Małe dzieci poprzebierane w stroje kucharzy to objaw choroby naszego świata, choroby o wiele szerszej, a jednym z jej przejawów jest także poświęcanie ogromnej ilości czasu na sztuczne pobudzanie własnych emocji przez to, co „wymyślili inni”. Te wszystkie filmy, seriale, programy i tak dalej mają jeden cel – wyzwolić w ludzkiej istocie sztucznie pobudzone emocje. A tymczasem to stan nienaturalny, który – jestem tego pewien – jest złem naszego świata. Może kiedyś więcej o tym, ale teraz mam dla wszystkich spragnionych „dobrej energii” miłą niespodziankę. Specjalnie dla Państwa zamieszczam reportaż radiowy „Widzieć Więcej” o niezwykłej osobie, którą miałem okazję poznać, nieżyjącej od wielu lat Ilonie Kolejewskiej. Ten reportaż wyzwala dobre emocje, bo prawdziwe, nie „wymyślone” przez jakiegoś scenarzystę czy pisarza. W tym materiale jest prawda, a poza tym jest tam czysta i dobra energia.
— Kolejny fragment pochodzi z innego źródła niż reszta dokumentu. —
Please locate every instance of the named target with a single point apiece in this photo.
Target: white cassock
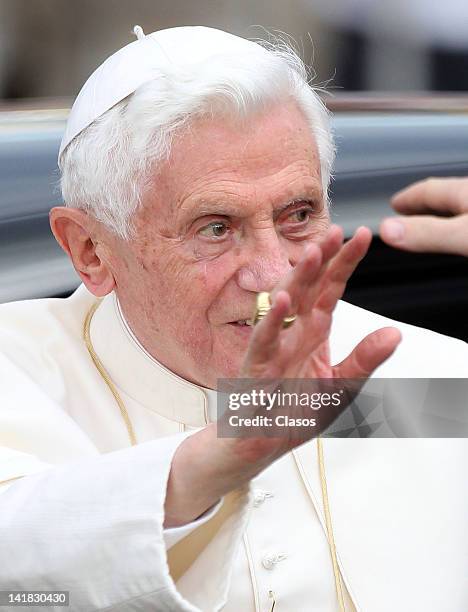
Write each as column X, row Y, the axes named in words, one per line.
column 87, row 515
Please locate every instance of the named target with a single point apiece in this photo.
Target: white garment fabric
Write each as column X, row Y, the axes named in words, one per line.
column 88, row 515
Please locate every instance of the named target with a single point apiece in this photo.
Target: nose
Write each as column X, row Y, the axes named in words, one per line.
column 265, row 263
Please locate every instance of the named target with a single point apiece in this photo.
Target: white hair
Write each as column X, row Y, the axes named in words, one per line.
column 105, row 169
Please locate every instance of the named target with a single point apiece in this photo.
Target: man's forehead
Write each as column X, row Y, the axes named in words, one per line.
column 215, row 153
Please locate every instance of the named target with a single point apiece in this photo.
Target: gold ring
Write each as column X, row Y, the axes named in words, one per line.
column 263, row 305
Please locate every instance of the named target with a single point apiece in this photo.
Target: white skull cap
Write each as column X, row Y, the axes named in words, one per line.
column 143, row 60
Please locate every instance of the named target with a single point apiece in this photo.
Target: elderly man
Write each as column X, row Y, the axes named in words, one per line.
column 195, row 166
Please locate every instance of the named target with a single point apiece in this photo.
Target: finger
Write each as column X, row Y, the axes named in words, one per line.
column 371, row 352
column 341, row 268
column 307, row 273
column 427, row 234
column 266, row 335
column 330, row 250
column 441, row 195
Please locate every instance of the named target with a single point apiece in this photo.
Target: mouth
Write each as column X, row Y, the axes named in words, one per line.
column 242, row 323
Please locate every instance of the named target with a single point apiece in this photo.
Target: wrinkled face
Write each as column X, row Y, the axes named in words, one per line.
column 226, row 217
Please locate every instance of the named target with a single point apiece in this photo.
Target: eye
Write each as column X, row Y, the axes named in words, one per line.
column 301, row 215
column 215, row 229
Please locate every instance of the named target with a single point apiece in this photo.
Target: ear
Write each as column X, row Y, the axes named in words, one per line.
column 72, row 229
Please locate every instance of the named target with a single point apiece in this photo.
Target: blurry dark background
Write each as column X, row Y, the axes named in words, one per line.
column 392, row 68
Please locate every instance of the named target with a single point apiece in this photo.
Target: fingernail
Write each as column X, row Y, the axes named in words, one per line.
column 393, row 230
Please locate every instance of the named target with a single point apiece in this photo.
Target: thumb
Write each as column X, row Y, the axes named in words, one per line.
column 425, row 233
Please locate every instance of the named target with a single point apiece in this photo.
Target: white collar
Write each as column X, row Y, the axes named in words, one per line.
column 143, row 378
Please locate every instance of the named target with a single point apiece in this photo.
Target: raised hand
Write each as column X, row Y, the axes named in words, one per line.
column 435, row 217
column 311, row 291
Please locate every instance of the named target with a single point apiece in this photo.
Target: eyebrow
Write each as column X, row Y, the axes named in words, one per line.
column 227, row 209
/naprawdę polecam, nawet dla tych, którzy nigdy nie słuchają.../
https://drive.google.com/file/d/0B_WbMVXQKHCUUW80TGdWY1pnNk0/edit?usp=sharing
Na koniec wspomniany motylek. Dzisiaj przeglądając portal gazeta.pl natrafiłem na reportaż o polskich komandosach z Lublińca. Podczas morderczego treningu doszło do niezwykłej sceny: na lufie karabinu jednego z naszych dzielnych chłopców wylądował… motylek!
Pozdrawiam z warszawskiej, robotniczej Woli!